With regard to fracture toughness calculation, although the maximum tensile stress was found to be in the center of the specimen, in our experiments with flat plates the crack was initiating in the vicinity of the loading point. That was found to be the location of local maximum tensile strain, which combined with the effect of local heterogeneities, made the crack to initiate at the top of the shale sample. The calculated value of the fracture energy for that experiment with a low value of residual post-failure load was then used for the simulation of experimental tests. A new computational framework for modeling of crack propagation has been developed and numerically implemented. The numerical framework developed in this study considers the total energy of the body as the sum of strain energy and surface energy, and it is capable of capturing both crack initiation and crack propagation in materials. The comparison of results showed a very good agreement between the experimental observed and the numerical calculated crack paths. The wider difference between patterns was found to be in the proximity of the loading points, as this is the zone which is more affected by stress concentrations.
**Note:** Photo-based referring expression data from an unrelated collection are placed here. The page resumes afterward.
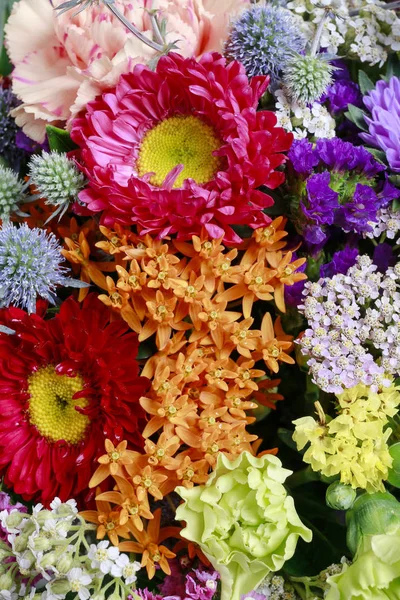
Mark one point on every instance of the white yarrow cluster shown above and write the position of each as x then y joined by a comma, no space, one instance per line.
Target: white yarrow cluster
364,29
47,547
387,222
354,327
304,120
To include the rock heterogeneity in numerical simulations, three different strategies have been used: (1) different values for mechanical properties have been assigned to each layer of the numerical model, (2) mechanical properties have been defined as random fields, and (3) mechanical properties have been defined as random fields with a correlation length equal to the thickness of the layers of the numerical model. For the verification analysis different values of elastic modulus, Poisson’s ratio and fracture energy were assigned to each layer, and different bedding directions were considered. Damage was localized between the interface of different layers, and crack patterns have shown tendency to move through the layers with lower toughness. The maximum value of resistance was obtained for an inclination of 0°, while the minimum was obtained for 30° inclination. If different values for fracture energy were assigned to each element node, crack was observed to move toward weaker zones of the material.

It is worth noticing that inclusion of heterogeneity makes the simulation of mechanical behavior closer to the experimental data. Final material strength for layered materials is significantly influenced by bedding direction, and higher values of tensile strength are obtained for material with horizontal and vertical layers. If the layered nature of the material is incorporated by means of a combined approach which is considering both bedding direction and spatial variability, the crack path obtained could be closest to the experimental results.